Injury to the cervical spine and spinal cord, especially in the first year of life, may lead to ligamentous laxity and development of a syrinx. After spinal cord injury, pain spasms and autonomic dysfunction may develop and are treated symptomatically. The sequelae of spinal cord injury depend on the level at which injury occurs and the functions affected. Motor and sensory function of the lower extremities is often impacted significantly with resultant paralysis and anesthesia. Without proper care, this may lead to decubitus ulcers and serious infection. Bowel and bladder function are also affected, requiring catheterization. This introduces a lifelong risk of infection. The psychologic impact of the loss of independent mobility is difficult for the child and adolescent and may be mitigated by ensuring that support networks and counseling are provided.

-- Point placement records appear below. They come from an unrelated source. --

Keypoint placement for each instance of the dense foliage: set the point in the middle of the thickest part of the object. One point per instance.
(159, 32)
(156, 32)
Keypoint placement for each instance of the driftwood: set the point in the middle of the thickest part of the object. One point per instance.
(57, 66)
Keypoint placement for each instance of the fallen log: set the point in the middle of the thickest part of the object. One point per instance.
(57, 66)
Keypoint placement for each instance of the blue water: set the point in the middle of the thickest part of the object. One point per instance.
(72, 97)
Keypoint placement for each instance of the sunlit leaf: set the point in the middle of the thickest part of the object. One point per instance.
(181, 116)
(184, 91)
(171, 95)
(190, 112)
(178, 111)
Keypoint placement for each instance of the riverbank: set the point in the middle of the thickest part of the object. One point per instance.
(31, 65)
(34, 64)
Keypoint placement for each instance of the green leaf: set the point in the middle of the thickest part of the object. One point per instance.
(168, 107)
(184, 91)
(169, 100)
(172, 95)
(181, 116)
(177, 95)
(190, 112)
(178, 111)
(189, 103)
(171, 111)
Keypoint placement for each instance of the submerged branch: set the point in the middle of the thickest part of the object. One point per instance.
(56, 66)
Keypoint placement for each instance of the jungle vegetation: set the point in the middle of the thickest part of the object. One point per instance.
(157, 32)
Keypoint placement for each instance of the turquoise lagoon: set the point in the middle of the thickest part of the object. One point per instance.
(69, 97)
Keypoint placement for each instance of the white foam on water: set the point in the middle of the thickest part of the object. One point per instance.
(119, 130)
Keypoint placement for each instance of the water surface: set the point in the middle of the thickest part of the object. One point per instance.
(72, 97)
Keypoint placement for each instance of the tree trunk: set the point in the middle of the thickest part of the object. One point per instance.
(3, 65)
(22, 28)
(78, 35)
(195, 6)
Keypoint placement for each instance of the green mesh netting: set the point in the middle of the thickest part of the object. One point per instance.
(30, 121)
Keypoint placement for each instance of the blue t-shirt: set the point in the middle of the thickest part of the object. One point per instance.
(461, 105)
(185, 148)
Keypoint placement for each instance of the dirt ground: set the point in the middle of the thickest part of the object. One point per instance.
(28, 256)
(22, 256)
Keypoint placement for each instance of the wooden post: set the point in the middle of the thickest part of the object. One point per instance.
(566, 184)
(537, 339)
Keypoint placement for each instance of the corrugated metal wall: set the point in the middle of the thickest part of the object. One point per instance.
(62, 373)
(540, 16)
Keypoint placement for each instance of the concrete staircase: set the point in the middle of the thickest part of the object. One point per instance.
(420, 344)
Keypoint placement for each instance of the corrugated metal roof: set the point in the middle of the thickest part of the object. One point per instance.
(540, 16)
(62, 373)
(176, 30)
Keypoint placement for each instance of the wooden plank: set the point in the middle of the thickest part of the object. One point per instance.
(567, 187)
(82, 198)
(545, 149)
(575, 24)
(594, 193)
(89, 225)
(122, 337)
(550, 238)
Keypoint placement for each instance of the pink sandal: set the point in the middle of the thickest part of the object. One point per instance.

With rapid immobilization and appropriate traction, infants and children may recover from spinal cord injury. After the initial recovery period, long-term care and rehabilitation are needed. The child should be cared for at an established pediatric rehabilitation center with expertise in spinal cord injury. During recovery, efforts focus on reestablishing bowel and bladder function or teaching bowel, bladder, and skin care.

As with all accidental injuries, prevention of injury by protective means is paramount. Because children under age 10 years are at increased risk of cervical cord trauma as a result of the anatomical differences described above, it is appropriate to restrict their participation in contact sports, which may lead to head trauma with forces transmitted to the cervical spinal column. Additionally, the use of proper restraints in motor vehicles (car seats and seat belts) and headgear in sporting activities should be recommended at every opportunity.


During birth, injuries to the brachial plexus may occur. Incidence has ranged from 0.38 to 3 per 1000 deliveries.25 Obstetric brachial plexus lesions may result in root syndromes affecting the upper root (C5-6 +/– C7) in 70 to 90% of brachial plexus palsy (BPP) lesions, global brachial plexus injuries (C5-T1) in approximately 20%, or rarely lower root (C8-T1) in less than 1% of patients. Risk factors include increasing birth weight, assisted delivery, macrosomia, breech presentation, and shoulder dystocia. Most (70–90%) upper root injuries recover full function by 3 months of age. The remainder may have some functional recovery of antigravity movement of biceps, triceps, and deltoid by 6 months. Surgical evaluation and repair at a center with experience in obstetrical brachial plexus injury should be sought.